FatumR commented 3 years ago

@yfthu You can replace tf.add and tf.multiply with tf.keras.layers.Add and tf.keras.layers.Multiply. But, you still need a config for tf.keras.layers.Multiply, the config below worked for me, please note I did int8 qunatization, probably for some cases you need keep there int32.

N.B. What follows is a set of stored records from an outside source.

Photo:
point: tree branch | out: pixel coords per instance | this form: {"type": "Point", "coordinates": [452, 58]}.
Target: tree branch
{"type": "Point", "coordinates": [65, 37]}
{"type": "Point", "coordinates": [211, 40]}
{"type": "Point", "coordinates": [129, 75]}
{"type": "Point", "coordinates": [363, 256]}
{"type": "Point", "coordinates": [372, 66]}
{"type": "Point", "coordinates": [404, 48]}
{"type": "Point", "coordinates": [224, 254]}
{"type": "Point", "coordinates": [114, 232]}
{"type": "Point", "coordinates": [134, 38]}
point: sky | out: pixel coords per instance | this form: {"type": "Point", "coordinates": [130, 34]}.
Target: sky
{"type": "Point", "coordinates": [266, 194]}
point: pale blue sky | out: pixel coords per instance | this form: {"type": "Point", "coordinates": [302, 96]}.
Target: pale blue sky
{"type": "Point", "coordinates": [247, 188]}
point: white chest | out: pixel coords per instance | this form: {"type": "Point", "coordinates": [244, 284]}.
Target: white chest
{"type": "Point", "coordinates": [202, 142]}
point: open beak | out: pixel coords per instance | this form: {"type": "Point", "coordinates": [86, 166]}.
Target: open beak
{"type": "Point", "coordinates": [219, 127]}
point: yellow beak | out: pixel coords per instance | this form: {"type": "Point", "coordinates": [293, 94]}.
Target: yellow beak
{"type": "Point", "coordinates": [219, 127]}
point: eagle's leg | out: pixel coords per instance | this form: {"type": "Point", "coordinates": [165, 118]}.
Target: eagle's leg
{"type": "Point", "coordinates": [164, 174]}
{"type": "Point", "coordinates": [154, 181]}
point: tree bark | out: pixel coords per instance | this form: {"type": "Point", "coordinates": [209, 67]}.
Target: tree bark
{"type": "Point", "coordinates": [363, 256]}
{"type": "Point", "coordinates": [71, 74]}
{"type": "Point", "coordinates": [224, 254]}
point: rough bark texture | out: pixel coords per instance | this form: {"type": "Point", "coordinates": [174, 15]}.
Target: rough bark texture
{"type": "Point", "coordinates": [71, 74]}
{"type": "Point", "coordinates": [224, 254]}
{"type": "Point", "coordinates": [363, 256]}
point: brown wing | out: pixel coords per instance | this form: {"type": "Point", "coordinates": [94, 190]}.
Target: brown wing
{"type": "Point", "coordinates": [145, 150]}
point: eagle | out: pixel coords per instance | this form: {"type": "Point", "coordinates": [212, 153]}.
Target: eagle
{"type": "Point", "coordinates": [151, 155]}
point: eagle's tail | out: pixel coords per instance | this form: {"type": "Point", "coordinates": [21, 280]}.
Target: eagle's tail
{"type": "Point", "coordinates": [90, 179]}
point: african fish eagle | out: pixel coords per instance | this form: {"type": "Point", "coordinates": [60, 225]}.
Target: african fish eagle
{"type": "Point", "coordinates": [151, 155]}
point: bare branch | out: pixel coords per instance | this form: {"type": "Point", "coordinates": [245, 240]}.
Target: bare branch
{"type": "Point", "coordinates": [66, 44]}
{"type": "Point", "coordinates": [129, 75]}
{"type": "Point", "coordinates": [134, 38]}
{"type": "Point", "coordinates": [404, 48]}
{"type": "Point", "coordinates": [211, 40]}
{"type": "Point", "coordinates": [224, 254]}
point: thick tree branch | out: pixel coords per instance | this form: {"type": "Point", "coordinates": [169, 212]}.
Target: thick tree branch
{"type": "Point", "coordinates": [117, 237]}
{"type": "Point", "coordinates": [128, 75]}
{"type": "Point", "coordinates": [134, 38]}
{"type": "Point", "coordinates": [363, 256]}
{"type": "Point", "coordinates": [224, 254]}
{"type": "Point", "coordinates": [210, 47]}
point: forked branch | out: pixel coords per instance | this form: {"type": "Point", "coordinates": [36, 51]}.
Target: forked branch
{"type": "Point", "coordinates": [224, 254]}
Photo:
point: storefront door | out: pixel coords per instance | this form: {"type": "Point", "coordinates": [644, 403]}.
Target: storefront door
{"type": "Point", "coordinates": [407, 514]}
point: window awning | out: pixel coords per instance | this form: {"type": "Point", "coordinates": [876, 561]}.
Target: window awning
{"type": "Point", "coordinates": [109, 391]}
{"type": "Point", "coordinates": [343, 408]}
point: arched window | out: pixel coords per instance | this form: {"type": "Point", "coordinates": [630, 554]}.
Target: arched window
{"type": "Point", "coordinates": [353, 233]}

class MultQuantizeConfig(tfmot.quantization.keras.QuantizeConfig):
    # Configure how to quantize weights.
    def get_weights_and_quantizers(self, layer):
      return []

    # Configure how to quantize activations.
    def get_activations_and_quantizers(self, layer):
      return []

    def set_quantize_weights(self, layer, quantize_weights):
      pass

    def set_quantize_activations(self, layer, quantize_activations):
      pass

    # Configure how to quantize outputs (may be equivalent to activations).
    def get_output_quantizers(self, layer):
      return [
          tfmot.quantization.keras.quantizers.MovingAverageQuantizer(
              num_bits=8, symmetric=False, narrow_range=False, per_axis=False)]

    def get_config(self):
      return {}

Basically, the tf.keras.layers.Multiply is quite simple, no weights and activations, so you don't need to add any quantizations thehere, but the output may be different depending on the inputs, so this is the only place where quantization should be added. But, you can probably omit output quantization too (just return empty list), if input parameters are already qunatized, in such case, I think, the multiplication operation should happen in the precision of parameters (which is usually int8 or int32).

Also, please note, I'm using: MovingAverageQuantizer which should adjust min/max based on average, you may replace with AllValuesQuantizer and see how it affects precision in your case.